Plone

published Nov 03, 2021

This is here to serve as contents for the atom/rss feed for Plone, also read by planet.plone.org.

David Glick: Nice blobs! It'd be a shame if anything happened to them...

published Oct 18, 2017

Talk by David Glick at the Plone Conference 2017 in Barcelona.

This is about storing blobs in the cloud. Mostly I will talk about storing them in S3 from Amazon, but you can store them elsewhere as well.

Earlier this year they had about 750 GB of blob data, growing by a few GB a day, and the hard disk was 90 percent full. It was also hard to keep copies of the site up to date, and keep backups. What to do?

Requirements:

  • move blob data to cloud storage
  • keep reasonable performance
  • no changes at the app level (the Plone Site)
  • smooth migration path: we did not want to bring the site down.

So should we handle it at the app level, storing an S3 url? But you need to have the image locally as well when you create scales.

Inspiration: ZODB client cache. Could we keep some blobs in there? I looked further, and Jim Fulton had already created s3blobstorage and s3blobserver. It looked experimental and not a lot of documentation, though it did not need to be a deal breaker.

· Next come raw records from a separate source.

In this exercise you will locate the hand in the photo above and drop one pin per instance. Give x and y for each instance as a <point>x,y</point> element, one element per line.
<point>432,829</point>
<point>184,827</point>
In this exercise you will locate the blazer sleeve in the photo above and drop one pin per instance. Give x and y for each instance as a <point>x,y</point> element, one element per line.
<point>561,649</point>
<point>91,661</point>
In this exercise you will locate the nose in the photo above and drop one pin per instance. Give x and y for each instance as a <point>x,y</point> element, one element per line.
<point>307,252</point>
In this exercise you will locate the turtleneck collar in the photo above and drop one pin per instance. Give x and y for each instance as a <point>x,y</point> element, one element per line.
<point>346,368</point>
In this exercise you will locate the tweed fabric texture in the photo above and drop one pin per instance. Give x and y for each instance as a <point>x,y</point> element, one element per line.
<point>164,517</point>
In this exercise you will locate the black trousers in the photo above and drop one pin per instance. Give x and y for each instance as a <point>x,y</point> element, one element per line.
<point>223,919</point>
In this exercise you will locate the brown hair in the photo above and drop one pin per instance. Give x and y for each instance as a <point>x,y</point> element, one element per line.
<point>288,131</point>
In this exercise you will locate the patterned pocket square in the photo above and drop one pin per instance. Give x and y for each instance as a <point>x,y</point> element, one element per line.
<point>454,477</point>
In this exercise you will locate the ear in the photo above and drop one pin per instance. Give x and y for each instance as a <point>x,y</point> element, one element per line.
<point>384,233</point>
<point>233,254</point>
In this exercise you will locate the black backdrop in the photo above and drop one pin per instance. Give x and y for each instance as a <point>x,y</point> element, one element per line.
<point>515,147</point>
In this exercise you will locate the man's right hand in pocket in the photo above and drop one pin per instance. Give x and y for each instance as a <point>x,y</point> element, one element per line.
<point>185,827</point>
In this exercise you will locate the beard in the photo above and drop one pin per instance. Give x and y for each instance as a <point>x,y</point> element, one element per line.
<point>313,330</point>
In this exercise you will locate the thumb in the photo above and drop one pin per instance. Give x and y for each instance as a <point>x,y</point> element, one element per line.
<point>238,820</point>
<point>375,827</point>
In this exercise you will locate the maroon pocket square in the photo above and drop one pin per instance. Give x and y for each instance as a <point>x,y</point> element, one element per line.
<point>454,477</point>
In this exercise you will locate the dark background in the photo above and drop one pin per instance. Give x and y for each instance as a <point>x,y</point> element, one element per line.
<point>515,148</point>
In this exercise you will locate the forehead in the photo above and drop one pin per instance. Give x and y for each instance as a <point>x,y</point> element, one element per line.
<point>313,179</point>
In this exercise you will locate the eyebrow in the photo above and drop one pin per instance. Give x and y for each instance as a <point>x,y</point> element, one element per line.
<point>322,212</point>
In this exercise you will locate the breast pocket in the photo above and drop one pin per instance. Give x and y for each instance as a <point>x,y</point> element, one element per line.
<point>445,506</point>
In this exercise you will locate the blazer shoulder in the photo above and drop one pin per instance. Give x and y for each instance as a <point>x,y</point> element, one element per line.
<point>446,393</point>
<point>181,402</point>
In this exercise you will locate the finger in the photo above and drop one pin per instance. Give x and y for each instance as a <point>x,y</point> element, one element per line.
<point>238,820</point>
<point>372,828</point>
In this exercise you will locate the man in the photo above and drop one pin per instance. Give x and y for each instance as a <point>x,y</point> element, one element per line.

So I created collective.s3blobs, which works a bit like the other two packages. When the app needs a blob, it first looks in the ZODB, then a filesystem cache, then an S3 bucket. When getting it from S3, it puts it in the filesystem cache. All recent blobs end up in the S3 blob cache, from both ZODB and the file system cache. It has a size-limited cache.

You can choose which blobs to move with an archive-blobs script, which you can pass some options. This avoided the need for migrating everything at once.

In your buildout you add a storage-wrapper with collective.s3blobs:

storage-wrapper =
  %% import collective.s3blobs
  
    cache-dir ${buildout:directory}/var/blobcache
    cache-size 100000000
    bucket-name your-s3-bucket
    %s
  

This requires a recent plone.recipe.zope2instance recipe.

It was successfull. Certainly for this site, lots of large original images are never shown, only smaller scales, so it helps a lot here.

S3 claims to offer secure storage, that you do not lose your data. We have setup rules to avoid someone accidentally deleting the blobs when they have direct access to S3, outside of Plone. We have versioning in S3.

Ideas:

  • Packing needs to be implemented. The standard ZODB packing will not remove blobs from S3. I have some ideas.
  • We could use CloudFront CDN to serve the images. That has security implications, although for this site it would be fine. But it costs extra, and they did not need it.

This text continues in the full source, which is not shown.